# Replication Data for: "Hug Fans or Follow Celebrities? How Nationalism Is Reinforced on Chinese Social Media"

**Version 1.1**  
Ji Yeon Hong; Yong H. Kim; Han Zhang; Tianzhu Qin, 2025,  
"Replication Data for: \"Hug Fans or Follow Celebrities? How Nationalism Is Reinforced on Chinese Social Media\"",  
https://doi.org/10.7910/DVN/OAD399, Harvard Dataverse, V1,  
UNF:6:PG2epV5ZZZEn8gHKaMetIA== [fileUNF]

---

## Files Provided

1. **`analysis code.ipynb`**  
   - Jupyter Notebook with the complete analysis workflow.  
   - Contains preprocessing, fastText classification, and statistical analysis code.  

2. **`SA_Weibo_data_public.csv`**  
   - Core dataset of Weibo celebrity microblogs.  
   - Columns:  
     - `post_date`: Timestamp of the original microblog post.  
     - `userID`: Unique identifier of the user who created the post.  
     - `microblogID`: Unique identifier of the microblog entry.  
     - `no_of_comments`: Number of comments on the post.  
     - `no_of_likes`: Number of likes on the post.  

3. **`df_stat_fasttext.csv`**  
   - Daily aggregated nationalism scores for celebrities and fans, based on fastText classification.  
   - Columns:  
     - `date`: Calendar date (from January 1, 2019 to December 31, 2019).  
     - `celebrity`: Daily Nationalism Score for celebrities.  
     - `fan`: Daily Nationalism Score for fans.  

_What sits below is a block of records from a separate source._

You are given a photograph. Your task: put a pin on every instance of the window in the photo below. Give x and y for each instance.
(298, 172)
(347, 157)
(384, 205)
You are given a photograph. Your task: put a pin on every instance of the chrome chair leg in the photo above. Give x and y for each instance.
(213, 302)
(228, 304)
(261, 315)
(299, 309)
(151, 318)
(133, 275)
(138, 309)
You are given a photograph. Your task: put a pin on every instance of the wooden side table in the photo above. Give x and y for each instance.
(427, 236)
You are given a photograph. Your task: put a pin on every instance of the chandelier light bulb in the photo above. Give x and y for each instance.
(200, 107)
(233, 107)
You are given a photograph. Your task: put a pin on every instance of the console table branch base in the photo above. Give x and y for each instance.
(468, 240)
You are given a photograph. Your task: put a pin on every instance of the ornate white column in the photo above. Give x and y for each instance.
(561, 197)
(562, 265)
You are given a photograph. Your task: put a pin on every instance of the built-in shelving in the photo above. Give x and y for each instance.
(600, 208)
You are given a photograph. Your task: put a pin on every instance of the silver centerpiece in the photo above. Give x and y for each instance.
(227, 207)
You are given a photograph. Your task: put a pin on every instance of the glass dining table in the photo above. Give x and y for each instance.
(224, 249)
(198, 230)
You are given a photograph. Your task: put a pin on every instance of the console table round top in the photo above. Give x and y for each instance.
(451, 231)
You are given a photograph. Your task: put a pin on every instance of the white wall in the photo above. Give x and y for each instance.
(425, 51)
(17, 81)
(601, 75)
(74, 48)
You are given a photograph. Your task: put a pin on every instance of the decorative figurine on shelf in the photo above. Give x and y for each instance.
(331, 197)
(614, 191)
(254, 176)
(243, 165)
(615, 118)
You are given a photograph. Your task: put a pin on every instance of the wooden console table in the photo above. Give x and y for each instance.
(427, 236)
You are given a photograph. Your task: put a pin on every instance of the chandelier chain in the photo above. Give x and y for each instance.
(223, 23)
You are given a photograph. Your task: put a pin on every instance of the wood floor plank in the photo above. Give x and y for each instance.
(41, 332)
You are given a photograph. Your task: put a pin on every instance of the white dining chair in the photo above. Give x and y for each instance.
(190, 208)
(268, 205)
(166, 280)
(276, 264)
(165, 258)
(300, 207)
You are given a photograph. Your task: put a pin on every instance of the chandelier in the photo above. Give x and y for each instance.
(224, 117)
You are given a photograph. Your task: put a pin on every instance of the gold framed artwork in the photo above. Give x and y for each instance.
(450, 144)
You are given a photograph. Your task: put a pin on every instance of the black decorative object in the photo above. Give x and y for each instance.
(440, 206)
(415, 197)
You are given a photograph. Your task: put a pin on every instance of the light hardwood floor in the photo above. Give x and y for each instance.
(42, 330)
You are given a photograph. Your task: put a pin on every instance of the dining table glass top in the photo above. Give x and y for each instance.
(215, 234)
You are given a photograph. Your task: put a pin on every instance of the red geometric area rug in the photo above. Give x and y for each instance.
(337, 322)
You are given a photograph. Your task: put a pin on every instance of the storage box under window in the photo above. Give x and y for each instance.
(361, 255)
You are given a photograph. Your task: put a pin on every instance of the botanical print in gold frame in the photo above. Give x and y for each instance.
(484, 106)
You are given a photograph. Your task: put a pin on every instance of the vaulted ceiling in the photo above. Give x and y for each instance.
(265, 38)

4. **`df_stat_fasttext_all_rename.csv`**  
   - Extended daily nationalism scores with standardized variable names.  
   - Columns:  
     - `date`: Calendar date (from January 1, 2019 to December 31, 2019).  
     - `Celebrity(State-conformist)`: Daily Nationalism Score for state-conformist celebrities.  
     - `Fan(State-conformist)`: Daily Nationalism Score for state-conformist fans.  
     - `Celebrity(Non-conformist)`: Daily Nationalism Score for non-conformist celebrities.  
     - `Fan(Non-conformist)`: Daily Nationalism Score for non-conformist fans.  

5. **`training.data_partial.sampled.csv`**  
   - Balanced illustrative sample of 80 labeled comments (40 *Nationalist*, 40 *Not_Nationalist*).  
   - Columns:  
     - `commenter_user_id`: Unique identifier of the user who made the comment.  
     - `content`: Raw text of the comment.  
     - `label`: Category assigned (*Nationalist* / *Not_Nationalist*).  

---

## Notes on Data Sharing

- **Privacy**: Only `training.data_partial.sampled.csv` contains raw text. All other datasets omit or redact microblog post and comment text.  
- **Reproducibility**: All main results can be reproduced with the structured datasets and `analysis code.ipynb`.  
- **Transparency**: The sampled file demonstrates the labeling process, while the larger files allow replication of feature engineering and classification without exposing sensitive data.